Back in the 90s my English friend AC lived in ground-floor triplex’s back door onto East 13th Street. He loved the location with his own personal exit onto the sidewalk. Homeless people also appreciated the step’s functionality as a refuge from inclement weather.

“I keep walking out of my house into someone else’s home.” The overhang protected them from the rain and heat seeping from AC’s door provided an unexpected comfort for the bums living in the rough.

“I chase them away in the morning and they come back at night.”

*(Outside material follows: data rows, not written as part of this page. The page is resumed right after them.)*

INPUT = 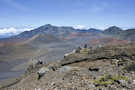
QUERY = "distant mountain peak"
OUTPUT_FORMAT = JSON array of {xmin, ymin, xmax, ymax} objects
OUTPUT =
[
  {"xmin": 39, "ymin": 24, "xmax": 54, "ymax": 29},
  {"xmin": 43, "ymin": 24, "xmax": 52, "ymax": 26},
  {"xmin": 104, "ymin": 26, "xmax": 123, "ymax": 35},
  {"xmin": 107, "ymin": 26, "xmax": 122, "ymax": 30}
]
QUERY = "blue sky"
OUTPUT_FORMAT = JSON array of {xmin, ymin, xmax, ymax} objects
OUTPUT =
[{"xmin": 0, "ymin": 0, "xmax": 135, "ymax": 29}]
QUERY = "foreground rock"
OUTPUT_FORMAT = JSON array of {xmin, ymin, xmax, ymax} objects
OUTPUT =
[
  {"xmin": 3, "ymin": 59, "xmax": 135, "ymax": 90},
  {"xmin": 2, "ymin": 43, "xmax": 135, "ymax": 90}
]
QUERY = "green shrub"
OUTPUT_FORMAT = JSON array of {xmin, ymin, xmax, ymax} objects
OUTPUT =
[
  {"xmin": 94, "ymin": 74, "xmax": 128, "ymax": 86},
  {"xmin": 80, "ymin": 48, "xmax": 89, "ymax": 54},
  {"xmin": 94, "ymin": 79, "xmax": 113, "ymax": 86},
  {"xmin": 112, "ymin": 75, "xmax": 128, "ymax": 81}
]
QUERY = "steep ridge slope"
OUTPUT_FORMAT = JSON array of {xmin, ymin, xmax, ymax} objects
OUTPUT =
[{"xmin": 3, "ymin": 43, "xmax": 135, "ymax": 90}]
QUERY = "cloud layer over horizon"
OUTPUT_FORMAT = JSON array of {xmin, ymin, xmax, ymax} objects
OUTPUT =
[{"xmin": 0, "ymin": 27, "xmax": 34, "ymax": 38}]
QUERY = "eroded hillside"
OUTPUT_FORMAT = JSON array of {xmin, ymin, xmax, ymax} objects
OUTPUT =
[{"xmin": 2, "ymin": 43, "xmax": 135, "ymax": 90}]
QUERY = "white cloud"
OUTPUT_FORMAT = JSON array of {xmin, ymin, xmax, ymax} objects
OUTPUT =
[
  {"xmin": 73, "ymin": 25, "xmax": 88, "ymax": 29},
  {"xmin": 0, "ymin": 27, "xmax": 34, "ymax": 37}
]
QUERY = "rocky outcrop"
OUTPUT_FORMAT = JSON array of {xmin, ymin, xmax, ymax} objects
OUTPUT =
[
  {"xmin": 61, "ymin": 44, "xmax": 135, "ymax": 66},
  {"xmin": 3, "ymin": 43, "xmax": 135, "ymax": 90}
]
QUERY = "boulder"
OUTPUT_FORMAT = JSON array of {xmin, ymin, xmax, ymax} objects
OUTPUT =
[
  {"xmin": 118, "ymin": 80, "xmax": 128, "ymax": 87},
  {"xmin": 59, "ymin": 66, "xmax": 73, "ymax": 73},
  {"xmin": 132, "ymin": 80, "xmax": 135, "ymax": 84},
  {"xmin": 37, "ymin": 67, "xmax": 49, "ymax": 80},
  {"xmin": 38, "ymin": 67, "xmax": 49, "ymax": 75}
]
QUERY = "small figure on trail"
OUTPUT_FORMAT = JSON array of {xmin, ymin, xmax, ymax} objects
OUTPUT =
[{"xmin": 84, "ymin": 44, "xmax": 88, "ymax": 48}]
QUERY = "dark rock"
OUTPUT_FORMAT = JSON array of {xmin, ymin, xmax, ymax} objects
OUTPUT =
[{"xmin": 88, "ymin": 67, "xmax": 99, "ymax": 72}]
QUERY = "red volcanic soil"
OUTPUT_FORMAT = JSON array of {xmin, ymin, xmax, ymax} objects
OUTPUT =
[
  {"xmin": 89, "ymin": 37, "xmax": 129, "ymax": 46},
  {"xmin": 0, "ymin": 38, "xmax": 28, "ymax": 47},
  {"xmin": 63, "ymin": 32, "xmax": 97, "ymax": 40}
]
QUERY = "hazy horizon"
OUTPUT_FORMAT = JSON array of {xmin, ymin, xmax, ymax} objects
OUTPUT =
[{"xmin": 0, "ymin": 0, "xmax": 135, "ymax": 37}]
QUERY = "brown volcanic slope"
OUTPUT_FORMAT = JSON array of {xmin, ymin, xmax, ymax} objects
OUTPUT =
[
  {"xmin": 0, "ymin": 25, "xmax": 103, "ymax": 61},
  {"xmin": 0, "ymin": 33, "xmax": 61, "ymax": 61},
  {"xmin": 0, "ymin": 33, "xmax": 129, "ymax": 61},
  {"xmin": 89, "ymin": 37, "xmax": 129, "ymax": 46}
]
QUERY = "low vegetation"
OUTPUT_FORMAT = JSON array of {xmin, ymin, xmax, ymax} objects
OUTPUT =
[{"xmin": 94, "ymin": 74, "xmax": 128, "ymax": 86}]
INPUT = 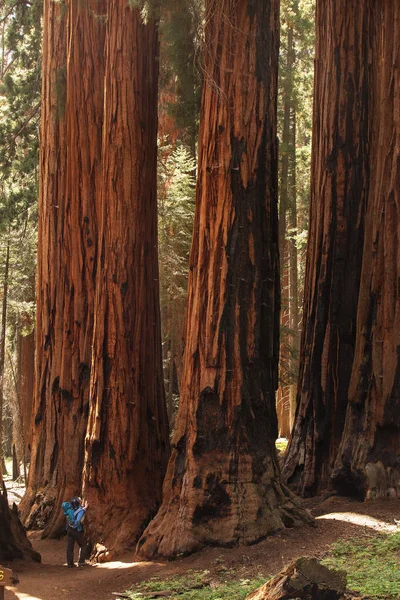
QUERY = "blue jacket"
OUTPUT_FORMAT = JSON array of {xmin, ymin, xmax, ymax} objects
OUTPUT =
[{"xmin": 62, "ymin": 502, "xmax": 86, "ymax": 532}]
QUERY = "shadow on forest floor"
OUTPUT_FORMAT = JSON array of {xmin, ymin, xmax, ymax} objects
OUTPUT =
[{"xmin": 3, "ymin": 496, "xmax": 400, "ymax": 600}]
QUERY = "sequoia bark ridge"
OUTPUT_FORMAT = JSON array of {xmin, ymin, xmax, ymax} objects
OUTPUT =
[
  {"xmin": 332, "ymin": 3, "xmax": 400, "ymax": 499},
  {"xmin": 137, "ymin": 0, "xmax": 312, "ymax": 560},
  {"xmin": 82, "ymin": 1, "xmax": 170, "ymax": 555},
  {"xmin": 21, "ymin": 0, "xmax": 106, "ymax": 537},
  {"xmin": 283, "ymin": 0, "xmax": 372, "ymax": 496}
]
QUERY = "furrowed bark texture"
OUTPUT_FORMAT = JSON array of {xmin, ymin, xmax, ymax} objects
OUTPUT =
[
  {"xmin": 288, "ymin": 112, "xmax": 299, "ymax": 428},
  {"xmin": 277, "ymin": 238, "xmax": 291, "ymax": 439},
  {"xmin": 0, "ymin": 485, "xmax": 41, "ymax": 562},
  {"xmin": 137, "ymin": 0, "xmax": 312, "ymax": 560},
  {"xmin": 21, "ymin": 0, "xmax": 106, "ymax": 536},
  {"xmin": 332, "ymin": 4, "xmax": 400, "ymax": 499},
  {"xmin": 17, "ymin": 315, "xmax": 35, "ymax": 464},
  {"xmin": 82, "ymin": 2, "xmax": 170, "ymax": 555},
  {"xmin": 0, "ymin": 241, "xmax": 10, "ymax": 485},
  {"xmin": 282, "ymin": 0, "xmax": 372, "ymax": 496},
  {"xmin": 20, "ymin": 0, "xmax": 68, "ymax": 526}
]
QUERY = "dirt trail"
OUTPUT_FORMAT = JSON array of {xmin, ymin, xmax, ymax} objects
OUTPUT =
[{"xmin": 3, "ymin": 497, "xmax": 400, "ymax": 600}]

“Like a homeless shelter.”

“And I’m not getting paid by the city.” AC reflected on this problem. Polite requests to vacate the step were countered by the derelicts insulting him as a limey teabag. Complaints about this problem were ignored by the landlord and police.

AC’s solution proved to be simple.

In the late winter he transported a giant rock from Dutchess County. The rock was not particularly blessed with beauty, but its mass halved the alcove’s sleeping space.

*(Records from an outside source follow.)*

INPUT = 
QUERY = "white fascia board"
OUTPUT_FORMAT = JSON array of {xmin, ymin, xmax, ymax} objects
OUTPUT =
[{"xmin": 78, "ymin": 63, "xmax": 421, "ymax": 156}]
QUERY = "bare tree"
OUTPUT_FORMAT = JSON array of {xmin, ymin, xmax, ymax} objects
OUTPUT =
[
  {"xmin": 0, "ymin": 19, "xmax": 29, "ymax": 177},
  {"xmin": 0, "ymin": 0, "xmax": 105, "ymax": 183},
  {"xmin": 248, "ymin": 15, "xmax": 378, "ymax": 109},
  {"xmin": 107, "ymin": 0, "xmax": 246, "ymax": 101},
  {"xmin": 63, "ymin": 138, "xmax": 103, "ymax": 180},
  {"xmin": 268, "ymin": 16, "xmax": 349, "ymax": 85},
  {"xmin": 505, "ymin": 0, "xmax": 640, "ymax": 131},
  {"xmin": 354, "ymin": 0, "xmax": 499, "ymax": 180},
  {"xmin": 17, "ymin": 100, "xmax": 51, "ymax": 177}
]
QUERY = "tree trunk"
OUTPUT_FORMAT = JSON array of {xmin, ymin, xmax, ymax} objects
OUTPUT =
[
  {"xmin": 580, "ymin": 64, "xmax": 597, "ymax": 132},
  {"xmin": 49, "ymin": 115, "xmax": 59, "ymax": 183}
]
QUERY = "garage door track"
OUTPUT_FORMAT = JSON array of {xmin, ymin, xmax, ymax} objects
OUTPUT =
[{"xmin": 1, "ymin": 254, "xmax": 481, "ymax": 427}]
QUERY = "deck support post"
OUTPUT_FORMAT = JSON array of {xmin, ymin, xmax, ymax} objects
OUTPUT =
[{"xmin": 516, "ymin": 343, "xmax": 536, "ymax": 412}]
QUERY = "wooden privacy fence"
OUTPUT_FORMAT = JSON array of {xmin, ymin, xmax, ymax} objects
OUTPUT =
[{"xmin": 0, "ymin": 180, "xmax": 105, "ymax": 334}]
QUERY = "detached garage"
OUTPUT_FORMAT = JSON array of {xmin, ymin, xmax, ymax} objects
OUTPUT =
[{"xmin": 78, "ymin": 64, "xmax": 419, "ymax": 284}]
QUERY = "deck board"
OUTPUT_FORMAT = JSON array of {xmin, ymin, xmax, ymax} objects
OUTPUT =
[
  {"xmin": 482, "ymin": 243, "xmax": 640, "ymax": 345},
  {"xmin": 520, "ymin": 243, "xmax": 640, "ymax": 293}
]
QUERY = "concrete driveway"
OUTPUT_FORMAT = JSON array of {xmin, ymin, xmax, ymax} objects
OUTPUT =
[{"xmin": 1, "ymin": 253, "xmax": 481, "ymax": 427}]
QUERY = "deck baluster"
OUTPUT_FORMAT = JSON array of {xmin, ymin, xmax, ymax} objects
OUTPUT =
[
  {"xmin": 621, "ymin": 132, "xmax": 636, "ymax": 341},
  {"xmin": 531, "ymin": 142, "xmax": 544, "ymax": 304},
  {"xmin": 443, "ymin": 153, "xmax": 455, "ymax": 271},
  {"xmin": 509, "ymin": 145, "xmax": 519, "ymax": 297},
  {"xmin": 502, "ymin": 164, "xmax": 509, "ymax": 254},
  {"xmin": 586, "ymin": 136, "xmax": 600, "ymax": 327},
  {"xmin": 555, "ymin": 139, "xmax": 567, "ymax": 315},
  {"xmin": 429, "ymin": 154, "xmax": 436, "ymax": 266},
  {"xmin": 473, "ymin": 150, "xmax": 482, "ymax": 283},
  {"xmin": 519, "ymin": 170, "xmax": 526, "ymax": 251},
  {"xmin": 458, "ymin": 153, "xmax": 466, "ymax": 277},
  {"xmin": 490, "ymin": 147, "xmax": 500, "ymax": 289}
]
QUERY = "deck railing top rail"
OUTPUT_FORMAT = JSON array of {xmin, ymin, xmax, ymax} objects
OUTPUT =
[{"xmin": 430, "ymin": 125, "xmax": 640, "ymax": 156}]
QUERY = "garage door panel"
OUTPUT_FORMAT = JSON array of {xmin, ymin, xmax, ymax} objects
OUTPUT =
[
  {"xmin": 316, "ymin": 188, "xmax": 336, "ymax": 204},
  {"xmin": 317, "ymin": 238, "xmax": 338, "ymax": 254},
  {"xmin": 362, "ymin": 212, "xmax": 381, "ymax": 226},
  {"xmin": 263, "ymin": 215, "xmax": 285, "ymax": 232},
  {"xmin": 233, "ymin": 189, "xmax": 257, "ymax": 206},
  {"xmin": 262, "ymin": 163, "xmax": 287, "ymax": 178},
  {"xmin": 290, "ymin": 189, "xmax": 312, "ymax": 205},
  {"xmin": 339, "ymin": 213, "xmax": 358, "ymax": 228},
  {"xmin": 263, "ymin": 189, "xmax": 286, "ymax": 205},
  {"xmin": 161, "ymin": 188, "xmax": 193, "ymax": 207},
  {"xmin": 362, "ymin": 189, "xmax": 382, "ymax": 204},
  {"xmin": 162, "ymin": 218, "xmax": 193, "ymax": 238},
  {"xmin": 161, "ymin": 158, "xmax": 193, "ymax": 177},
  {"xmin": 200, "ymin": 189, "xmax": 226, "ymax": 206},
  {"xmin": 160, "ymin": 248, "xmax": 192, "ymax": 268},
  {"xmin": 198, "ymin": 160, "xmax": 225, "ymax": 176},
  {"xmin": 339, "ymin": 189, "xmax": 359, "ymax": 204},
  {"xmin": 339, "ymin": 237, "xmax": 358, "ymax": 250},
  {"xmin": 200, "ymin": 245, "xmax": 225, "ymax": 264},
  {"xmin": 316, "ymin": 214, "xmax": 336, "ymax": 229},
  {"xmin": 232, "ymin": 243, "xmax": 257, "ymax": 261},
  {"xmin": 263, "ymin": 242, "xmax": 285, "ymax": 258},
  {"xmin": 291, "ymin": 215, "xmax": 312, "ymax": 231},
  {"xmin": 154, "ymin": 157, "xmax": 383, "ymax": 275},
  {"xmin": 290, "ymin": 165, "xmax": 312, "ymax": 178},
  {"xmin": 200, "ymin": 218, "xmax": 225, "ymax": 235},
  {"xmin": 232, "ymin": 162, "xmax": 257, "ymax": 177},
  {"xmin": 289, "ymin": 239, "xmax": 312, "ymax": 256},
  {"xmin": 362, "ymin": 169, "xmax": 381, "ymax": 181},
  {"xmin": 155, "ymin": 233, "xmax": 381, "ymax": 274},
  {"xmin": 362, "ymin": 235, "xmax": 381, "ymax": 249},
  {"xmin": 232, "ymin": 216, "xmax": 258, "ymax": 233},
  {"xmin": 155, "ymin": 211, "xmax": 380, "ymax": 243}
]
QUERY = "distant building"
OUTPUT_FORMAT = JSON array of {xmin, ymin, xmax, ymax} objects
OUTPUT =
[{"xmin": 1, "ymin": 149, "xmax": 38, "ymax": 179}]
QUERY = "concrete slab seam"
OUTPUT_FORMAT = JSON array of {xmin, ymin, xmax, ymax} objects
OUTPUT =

The rock became AC’s doorman. AC called it ‘Edgar’.

On warmer winter nights we sat on Edgar and spoke to the stone, as if it might answer our questions one time.

Edgar was silent.

Silent as a rock.

At the beginning of April AC exited from his apartment and the rock was no longer on duty. He quickly surveyed the neighborhood without finding ‘Edgar’.

“The bums stole my rock.” AC was flabbergasted by the theft.

“It could be stoned college kids.” NYU students loved their pranks.

“All I know is that they had to be strong. That rock weighed a ton.” Its actual weight was somewhere around 250. Edgar was not an easy lift.

The bums didn’t return to the step. Edgar’s presence had done the trick. The homeless were crashing somewhere else.

“I miss Edgar.”

“You have your girlfriend.”

She was beautiful, but Marina was a piece of work.

“Edgar was a friend. I could talk to it. We talked to it.

“I grew used to it.” The rock was a good drinking companion. None of his friends vocalized that shared sentiment. We were considered bums by Marina, who considered us idiots..

“Personally I thought that Edgar and AC made a great couple.

AC was stunned on a June morning by the return of the rock. Edgar was in his old position more or less. He didn’t look any worse for wear. AC didn’t ask any questions about where the rock wanderings the last months. It was the rock’s business and they keep secrets to the grave.